2. Sentiment Analysis
To automatically judge whether a text (e.g., a hotel review) is positive, negative, or neutral, is called sentiment analysis. Such applications use internal knowledge (e.g., list of words annotated as positive, negative, and neutral) to be able to judge a given text. Annotating each Palestinian word in our corpus whether (positive/negative/neutral) enables people to develop sentiment analysis applications that are able to process text (hotel reviews, political opinions… ) that are written in Palestinian dialect.
3. Speech Recognition
Applications that convert speech to text typically use annotated audio corpuses - for training their applications. Developing an annotated audio corpus for Palestinian dialect is only one step, based on our corpus. Because most of our corpus is script of TV shows (Watan_Aa_Water), and the audio of these scripts is available already, one may link each annotation in our corpus with the corresponding audio segments. For example, and for simplicity, one may extend the annotation of a word in our corpus by providing the time intervals of pronouncing that word. Such an audio corpus can be then used for training speech-to-text synthesizers.
4. Probabilistic Language Model
Prediction-based types of applications (e.g., spelling and grammar checkers, autocomplete, and others) are typically based on the so-called n-gram probabilistic language models. To build, e.g. 5th-gram model for Palestinian dialect, one may tokenize our corpus into tokens, that consist of (1, 2, 3, 4, and 5) words, and store these tokens and their frequencies, so to estimate predications.
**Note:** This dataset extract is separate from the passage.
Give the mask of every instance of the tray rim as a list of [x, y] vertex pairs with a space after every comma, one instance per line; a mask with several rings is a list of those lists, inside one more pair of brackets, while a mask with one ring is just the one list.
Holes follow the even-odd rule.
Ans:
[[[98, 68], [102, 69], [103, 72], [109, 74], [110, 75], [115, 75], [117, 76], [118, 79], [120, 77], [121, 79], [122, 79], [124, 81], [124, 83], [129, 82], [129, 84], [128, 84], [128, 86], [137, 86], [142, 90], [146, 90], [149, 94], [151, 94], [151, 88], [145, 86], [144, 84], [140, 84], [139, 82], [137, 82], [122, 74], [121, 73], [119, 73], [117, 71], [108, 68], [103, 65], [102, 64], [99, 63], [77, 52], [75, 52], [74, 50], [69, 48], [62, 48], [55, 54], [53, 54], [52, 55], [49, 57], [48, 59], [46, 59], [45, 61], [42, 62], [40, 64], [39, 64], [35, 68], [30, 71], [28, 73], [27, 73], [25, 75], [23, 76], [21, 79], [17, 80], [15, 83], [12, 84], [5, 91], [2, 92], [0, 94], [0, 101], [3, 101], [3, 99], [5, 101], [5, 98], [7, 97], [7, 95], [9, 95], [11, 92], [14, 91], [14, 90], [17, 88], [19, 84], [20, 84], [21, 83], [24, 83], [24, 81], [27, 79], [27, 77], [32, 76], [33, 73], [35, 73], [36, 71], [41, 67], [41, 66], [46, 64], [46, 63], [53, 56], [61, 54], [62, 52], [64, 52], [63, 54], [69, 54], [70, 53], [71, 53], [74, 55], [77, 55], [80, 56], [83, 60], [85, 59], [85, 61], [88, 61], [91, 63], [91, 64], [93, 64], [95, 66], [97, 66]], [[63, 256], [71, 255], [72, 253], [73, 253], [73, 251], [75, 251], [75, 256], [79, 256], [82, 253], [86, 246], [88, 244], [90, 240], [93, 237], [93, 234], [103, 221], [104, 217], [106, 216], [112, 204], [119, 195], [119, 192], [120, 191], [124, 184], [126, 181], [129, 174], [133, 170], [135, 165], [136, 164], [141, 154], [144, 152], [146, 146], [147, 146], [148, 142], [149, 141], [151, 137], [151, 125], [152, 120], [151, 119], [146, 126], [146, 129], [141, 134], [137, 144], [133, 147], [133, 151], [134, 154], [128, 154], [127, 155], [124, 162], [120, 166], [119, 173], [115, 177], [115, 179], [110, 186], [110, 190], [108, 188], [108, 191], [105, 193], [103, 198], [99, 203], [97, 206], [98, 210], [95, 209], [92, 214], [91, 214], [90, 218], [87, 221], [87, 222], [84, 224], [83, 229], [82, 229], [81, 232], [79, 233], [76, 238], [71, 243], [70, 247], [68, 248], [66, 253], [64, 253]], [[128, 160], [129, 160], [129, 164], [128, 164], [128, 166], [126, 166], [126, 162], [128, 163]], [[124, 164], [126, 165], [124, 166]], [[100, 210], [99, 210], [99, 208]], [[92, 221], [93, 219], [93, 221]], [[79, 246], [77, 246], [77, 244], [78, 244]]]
See this tutorial .
5. Dialect Morphological Analyser and Part-of-Speech Tagging
To analyze a given dialectal sentence, and understand its morphology and structure (which is important in e.g., machine translation, spell/grammar checking), one need to build a treebank (i.e., patterns of sentence structures). Building such a treebank to analyze Palestinian dialect is made easily possible based on our annotated corpus.
6. Build Jordanian, Lebanese, Syrian Corpora
Our corpus can be used to build other Levantine corpora easily. Because of the very large overlap between Palestinian and other Levantine dialects, one needs to annotate only the typical words in that dialect, and use the rest of annotations from our corpus. Please remark that some people might think that there is a large difference between Levantine dialects but this is not true. For example, our experiment in [ 2 ] illustrates that there is 75% overlap between Palestinian and Egyptian dialects; hence, the overlap with other Levantine dialects is assumed to be much more.